El proyecto nació sin nombre, como una sombra que se extendía lentamente en los rincones donde nadie se atrevía a alzar la voz. Su origen era un misterio: algunos decían que fue ideado por un grupo de escritores anónimos que ya no podían soportar el ruido del mundo; otros juraban que provenía de una vieja tradición, rescatada de un monasterio donde los monjes sólo podían comunicarse con susurros para no despertar lo que dormía entre los muros.

El lugar destinado para el proyecto no era una sala común, sino un espacio casi oculto. Un salón estrecho, con paredes de piedra húmeda y apenas iluminado por lámparas que temblaban como si también tuvieran miedo. No había sillas, sólo un círculo de mesas bajas donde reposaban cuadernos de papel áspero y plumas oscuras. La regla era clara: no se permitía hablar en voz alta. Cada participante debía escribir con naturalidad, dejando que las palabras fluyeran como pensamientos clandestinos, y cuando necesitaban comunicarse, lo hacían únicamente en susurros, tan suaves que parecían formar parte del aire mismo.

El misterio del proyecto estaba en lo que ocurría después. Las páginas escritas parecían adquirir vida propia. Nadie sabía quién había escrito qué, porque los textos eran reunidos y entrelazados por manos invisibles. Los relatos se fusionaron en un único cuerpo narrativo donde las voces se confunden: confesiones, recuerdos y miedos, unidos por un hilo de terror latente. A veces, al leerlos, se descubre un patrón inquietante: frases repetidas en distintos manuscritos, nombres que aparecían aunque nadie recordará haberlos escrito, o escenas tan vívidas que parecían provenir de experiencias compartidas por todos.

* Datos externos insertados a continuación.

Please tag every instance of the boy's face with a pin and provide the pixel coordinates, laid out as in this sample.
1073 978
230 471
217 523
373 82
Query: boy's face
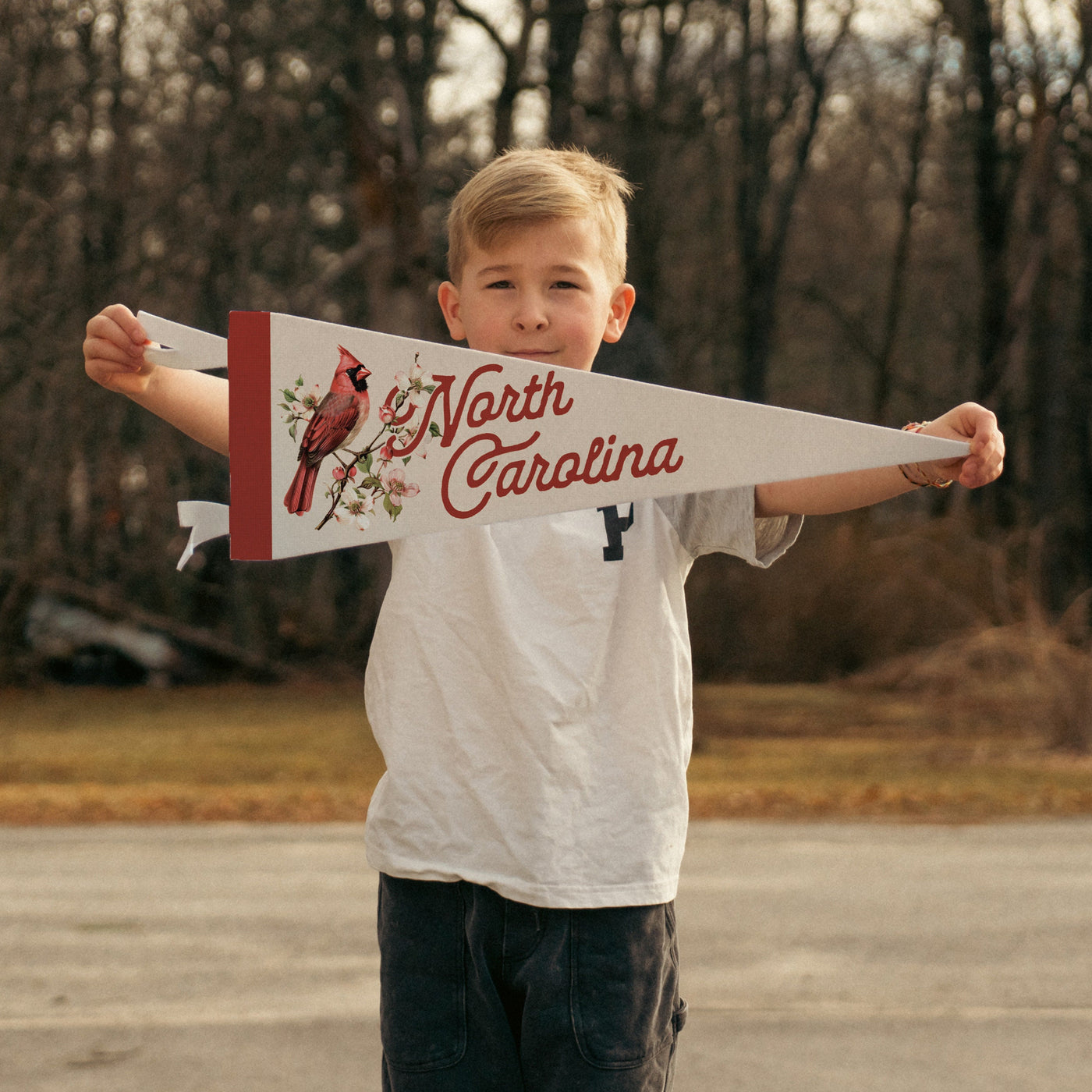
540 292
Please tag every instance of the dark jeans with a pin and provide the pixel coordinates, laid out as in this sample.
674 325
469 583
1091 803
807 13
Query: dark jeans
482 994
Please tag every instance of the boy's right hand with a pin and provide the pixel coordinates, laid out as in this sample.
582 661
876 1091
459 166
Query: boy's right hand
114 351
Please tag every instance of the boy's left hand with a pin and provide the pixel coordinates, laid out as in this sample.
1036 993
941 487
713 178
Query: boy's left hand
979 427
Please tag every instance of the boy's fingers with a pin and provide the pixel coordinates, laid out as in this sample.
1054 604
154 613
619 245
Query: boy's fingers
118 324
104 351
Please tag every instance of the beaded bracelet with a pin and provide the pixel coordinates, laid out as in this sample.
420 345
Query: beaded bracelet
919 426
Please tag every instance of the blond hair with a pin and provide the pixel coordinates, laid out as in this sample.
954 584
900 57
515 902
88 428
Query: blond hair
529 186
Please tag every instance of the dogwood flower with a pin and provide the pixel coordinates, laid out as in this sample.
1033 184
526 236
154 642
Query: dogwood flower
396 488
358 511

La atmósfera del proyecto se volvía más densa con cada encuentro. Los susurros ya no eran sólo un modo de comunicación, sino un ritual que mantenía a raya algo más. Quienes se atrevieron a elevar la voz —aunque fuera por descuido— juraban haber sentido un cambio brusco en el ambiente: una respiración ajena, un frío inexplicable en la nuca, o el roce de dedos invisibles pasando las páginas.

Con el tiempo, el proyecto dejó de ser un simple ejercicio literario y se transformó en una especie de pacto. Nadie hablaba de él fuera de aquel círculo; era como si las palabras escritas y los susurros estuvieran vigilados por una presencia que no toleraba la traición.

Y así, cada relato nacido en aquel espacio llevaba consigo no sólo el misterio, el suspenso y el terror de las historias, sino también el eco de voces que jamás deberían ser escuchadas en otro tono que no fuera el de un susurro.